Methods Mol Biol. 2022;2421:151-169. doi: 10.1007/978-1-0716-1944-5_11.
Genome sequences are quickly becoming available from a variety of organisms, providing researchers with an abundance of previously inaccessible information and an important source of insight into immune mechanisms. There are a variety of methods to accurately characterize genes from new genome sequences, but immune receptors pose special challenges for these techniques. Immune receptors, particularly those that directly recognize pathogens, often diverge rapidly among species and are commonly found in large, complex multigene families. Because of these characteristics, immune receptors tend to be overlooked or misannotated in large-scale genomic surveys. We describe here a strategy to characterize homologs of immune receptors and to identify putative receptors from newly assembled genome or transcriptome sequences. The description of these protocols is aimed at a typical immunologist and does not rely on substantial a priori knowledge of bioinformatics. The approach is based on using low-stringency sequence searches to identify divergent homologs. For receptors with multiple domains, the intersection of low-stringency searches can be used to identify divergent receptor sequences with high confidence. For multigene families, these predictions can be refined using sequence conservation among gene family paralogs. Assembled genome sequences serve as a critical foundation for subsequent functional characterization and remove long-standing barriers in understanding the evolution of immune recognition systems.

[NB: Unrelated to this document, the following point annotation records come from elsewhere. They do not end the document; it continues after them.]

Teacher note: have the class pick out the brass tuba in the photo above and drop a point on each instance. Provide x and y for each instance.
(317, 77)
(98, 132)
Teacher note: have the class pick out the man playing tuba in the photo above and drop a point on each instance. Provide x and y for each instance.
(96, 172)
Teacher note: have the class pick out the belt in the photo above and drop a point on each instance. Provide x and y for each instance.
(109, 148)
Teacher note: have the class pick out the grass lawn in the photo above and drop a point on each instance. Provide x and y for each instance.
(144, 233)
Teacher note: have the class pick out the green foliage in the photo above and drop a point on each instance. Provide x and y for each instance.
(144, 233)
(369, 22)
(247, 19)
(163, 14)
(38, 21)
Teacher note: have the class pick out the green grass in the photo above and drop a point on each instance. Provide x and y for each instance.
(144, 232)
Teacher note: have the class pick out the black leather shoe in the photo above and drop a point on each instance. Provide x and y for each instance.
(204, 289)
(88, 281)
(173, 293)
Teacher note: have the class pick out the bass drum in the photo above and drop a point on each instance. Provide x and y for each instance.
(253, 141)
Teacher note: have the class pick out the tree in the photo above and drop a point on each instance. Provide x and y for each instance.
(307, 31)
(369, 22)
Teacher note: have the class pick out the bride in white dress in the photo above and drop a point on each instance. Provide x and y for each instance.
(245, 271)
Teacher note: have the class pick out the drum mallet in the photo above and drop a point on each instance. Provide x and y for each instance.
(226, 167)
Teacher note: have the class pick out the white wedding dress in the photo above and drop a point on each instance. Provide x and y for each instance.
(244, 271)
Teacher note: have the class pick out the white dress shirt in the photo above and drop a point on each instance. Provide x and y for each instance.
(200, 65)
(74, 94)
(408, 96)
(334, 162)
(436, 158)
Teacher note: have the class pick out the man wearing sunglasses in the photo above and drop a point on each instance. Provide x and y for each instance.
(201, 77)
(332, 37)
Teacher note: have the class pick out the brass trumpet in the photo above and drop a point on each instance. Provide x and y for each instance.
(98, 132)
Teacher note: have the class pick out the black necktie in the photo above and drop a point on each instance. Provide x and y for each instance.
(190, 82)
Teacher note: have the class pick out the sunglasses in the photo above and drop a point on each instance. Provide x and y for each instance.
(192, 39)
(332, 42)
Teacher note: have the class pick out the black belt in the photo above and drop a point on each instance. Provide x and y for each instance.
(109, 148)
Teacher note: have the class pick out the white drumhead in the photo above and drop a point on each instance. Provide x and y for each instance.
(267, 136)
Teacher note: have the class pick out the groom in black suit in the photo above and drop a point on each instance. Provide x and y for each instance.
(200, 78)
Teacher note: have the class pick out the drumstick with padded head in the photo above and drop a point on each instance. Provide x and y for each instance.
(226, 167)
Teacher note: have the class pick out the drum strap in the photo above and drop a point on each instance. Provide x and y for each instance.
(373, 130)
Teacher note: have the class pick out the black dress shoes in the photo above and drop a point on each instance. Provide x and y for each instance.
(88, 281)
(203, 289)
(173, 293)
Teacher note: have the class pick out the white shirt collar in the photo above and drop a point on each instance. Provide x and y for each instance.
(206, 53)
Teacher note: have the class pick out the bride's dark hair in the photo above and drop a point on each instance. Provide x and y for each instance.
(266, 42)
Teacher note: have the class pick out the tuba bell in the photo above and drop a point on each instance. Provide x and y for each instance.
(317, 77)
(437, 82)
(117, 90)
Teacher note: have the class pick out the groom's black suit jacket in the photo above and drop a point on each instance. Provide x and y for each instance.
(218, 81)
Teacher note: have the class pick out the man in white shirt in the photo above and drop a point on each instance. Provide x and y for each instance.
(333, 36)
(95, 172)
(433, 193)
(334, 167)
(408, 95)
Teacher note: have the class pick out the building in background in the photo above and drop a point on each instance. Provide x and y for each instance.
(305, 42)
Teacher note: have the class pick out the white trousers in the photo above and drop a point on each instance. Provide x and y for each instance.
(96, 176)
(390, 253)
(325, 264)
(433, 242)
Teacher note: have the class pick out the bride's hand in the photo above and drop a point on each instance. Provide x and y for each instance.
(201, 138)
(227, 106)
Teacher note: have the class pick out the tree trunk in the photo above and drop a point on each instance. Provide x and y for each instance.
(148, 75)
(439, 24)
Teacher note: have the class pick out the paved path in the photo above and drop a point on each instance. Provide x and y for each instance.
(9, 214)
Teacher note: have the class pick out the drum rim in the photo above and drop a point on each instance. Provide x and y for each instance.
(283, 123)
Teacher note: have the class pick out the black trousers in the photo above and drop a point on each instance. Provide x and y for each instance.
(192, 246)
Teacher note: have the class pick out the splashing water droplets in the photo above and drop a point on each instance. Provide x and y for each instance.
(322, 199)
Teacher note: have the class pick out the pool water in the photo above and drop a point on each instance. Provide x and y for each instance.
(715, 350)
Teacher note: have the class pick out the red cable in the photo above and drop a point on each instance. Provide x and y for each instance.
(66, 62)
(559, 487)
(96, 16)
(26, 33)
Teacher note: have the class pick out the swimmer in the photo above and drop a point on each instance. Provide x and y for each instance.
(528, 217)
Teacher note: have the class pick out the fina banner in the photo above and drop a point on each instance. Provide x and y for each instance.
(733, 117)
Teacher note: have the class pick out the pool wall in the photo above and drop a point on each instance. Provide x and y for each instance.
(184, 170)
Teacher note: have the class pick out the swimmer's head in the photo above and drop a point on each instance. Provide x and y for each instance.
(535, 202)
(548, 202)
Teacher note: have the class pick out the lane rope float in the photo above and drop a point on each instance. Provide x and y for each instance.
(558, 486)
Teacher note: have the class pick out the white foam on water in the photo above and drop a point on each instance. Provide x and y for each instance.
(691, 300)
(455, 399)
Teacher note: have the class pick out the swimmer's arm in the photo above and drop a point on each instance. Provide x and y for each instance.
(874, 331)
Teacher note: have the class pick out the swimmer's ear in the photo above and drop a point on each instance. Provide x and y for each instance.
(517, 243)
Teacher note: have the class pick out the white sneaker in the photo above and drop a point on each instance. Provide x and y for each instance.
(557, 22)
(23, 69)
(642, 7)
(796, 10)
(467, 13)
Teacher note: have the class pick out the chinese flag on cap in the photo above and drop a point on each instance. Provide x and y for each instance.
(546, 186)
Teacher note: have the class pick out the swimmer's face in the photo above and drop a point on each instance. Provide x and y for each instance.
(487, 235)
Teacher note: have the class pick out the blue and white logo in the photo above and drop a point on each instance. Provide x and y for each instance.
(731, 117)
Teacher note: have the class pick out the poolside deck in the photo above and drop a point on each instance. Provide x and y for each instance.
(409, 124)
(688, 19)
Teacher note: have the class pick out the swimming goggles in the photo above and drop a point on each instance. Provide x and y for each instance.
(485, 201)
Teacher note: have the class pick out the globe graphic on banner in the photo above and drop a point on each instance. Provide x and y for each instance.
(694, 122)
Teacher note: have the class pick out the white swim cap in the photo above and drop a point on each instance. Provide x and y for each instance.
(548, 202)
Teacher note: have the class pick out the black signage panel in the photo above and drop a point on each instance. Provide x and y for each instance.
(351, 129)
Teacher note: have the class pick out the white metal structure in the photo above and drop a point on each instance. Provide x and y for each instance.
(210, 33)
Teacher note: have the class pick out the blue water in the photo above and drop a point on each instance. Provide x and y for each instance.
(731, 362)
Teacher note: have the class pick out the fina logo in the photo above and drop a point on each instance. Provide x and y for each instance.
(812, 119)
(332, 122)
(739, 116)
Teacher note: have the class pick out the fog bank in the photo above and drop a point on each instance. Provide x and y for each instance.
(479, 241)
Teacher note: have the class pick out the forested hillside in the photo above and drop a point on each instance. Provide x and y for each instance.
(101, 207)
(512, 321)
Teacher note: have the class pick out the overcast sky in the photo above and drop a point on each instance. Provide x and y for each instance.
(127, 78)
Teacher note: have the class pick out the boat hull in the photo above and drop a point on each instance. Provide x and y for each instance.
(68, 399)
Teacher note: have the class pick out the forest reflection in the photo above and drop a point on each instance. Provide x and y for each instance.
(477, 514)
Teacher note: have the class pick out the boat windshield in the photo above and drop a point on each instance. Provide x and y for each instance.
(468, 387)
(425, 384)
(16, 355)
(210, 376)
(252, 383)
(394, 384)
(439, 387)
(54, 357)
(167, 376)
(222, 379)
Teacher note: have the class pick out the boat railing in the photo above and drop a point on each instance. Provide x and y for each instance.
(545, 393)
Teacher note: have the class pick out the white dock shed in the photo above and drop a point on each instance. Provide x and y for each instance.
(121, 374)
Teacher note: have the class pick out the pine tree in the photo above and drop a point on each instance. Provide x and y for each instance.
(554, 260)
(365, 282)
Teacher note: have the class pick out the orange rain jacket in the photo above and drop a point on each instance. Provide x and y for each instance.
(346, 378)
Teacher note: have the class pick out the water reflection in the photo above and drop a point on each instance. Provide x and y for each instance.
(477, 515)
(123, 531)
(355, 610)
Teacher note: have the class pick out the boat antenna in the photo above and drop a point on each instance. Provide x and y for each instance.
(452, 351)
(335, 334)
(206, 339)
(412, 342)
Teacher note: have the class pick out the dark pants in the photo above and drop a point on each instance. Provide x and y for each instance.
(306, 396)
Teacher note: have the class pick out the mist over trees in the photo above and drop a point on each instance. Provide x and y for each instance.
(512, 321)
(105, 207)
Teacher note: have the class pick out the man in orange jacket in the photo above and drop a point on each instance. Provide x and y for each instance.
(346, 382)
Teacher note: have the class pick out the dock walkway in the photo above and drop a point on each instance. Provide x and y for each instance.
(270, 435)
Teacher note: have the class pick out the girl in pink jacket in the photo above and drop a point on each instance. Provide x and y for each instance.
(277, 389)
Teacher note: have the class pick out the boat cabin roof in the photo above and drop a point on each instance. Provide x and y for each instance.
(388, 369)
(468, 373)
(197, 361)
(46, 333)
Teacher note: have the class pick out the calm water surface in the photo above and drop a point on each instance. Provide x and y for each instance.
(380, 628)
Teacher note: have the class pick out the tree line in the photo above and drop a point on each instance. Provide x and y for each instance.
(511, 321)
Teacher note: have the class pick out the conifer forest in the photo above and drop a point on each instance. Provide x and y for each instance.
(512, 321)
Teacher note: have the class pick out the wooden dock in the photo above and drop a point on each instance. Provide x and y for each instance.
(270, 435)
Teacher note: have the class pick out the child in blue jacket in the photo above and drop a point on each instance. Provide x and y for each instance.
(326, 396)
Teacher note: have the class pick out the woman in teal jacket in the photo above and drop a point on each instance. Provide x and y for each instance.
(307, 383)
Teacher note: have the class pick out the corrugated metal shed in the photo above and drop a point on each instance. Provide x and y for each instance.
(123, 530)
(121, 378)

基因组序列正迅速从各种生物体中获得,为研究人员提供了大量以前无法获取的信息,也是深入了解免疫机制的重要来源。有多种方法可以准确地从新的基因组序列中描述基因,但免疫受体对这些技术提出了特殊的挑战。免疫受体,特别是那些直接识别病原体的受体,在物种间往往迅速分化,并且通常存在于大型复杂的多基因家族中。由于这些特点,免疫受体在大规模基因组调查中往往被忽视或错误注释。我们在这里描述了一种从新组装的基因组或转录组序列中描述免疫受体同源物和鉴定潜在受体的策略。这些方案的描述针对的是典型的免疫学家,并不依赖于生物信息学的大量先验知识。该方法基于使用低严格性序列搜索来识别分化的同源物。对于具有多个结构域的受体,低严格性搜索的交集可用于以高置信度识别具有分化受体序列。对于多基因家族,可以使用基因家族旁系同源物之间的序列保守性来细化这些预测。组装的基因组序列是后续功能特征描述的关键基础,并消除了理解免疫识别系统进化的长期障碍。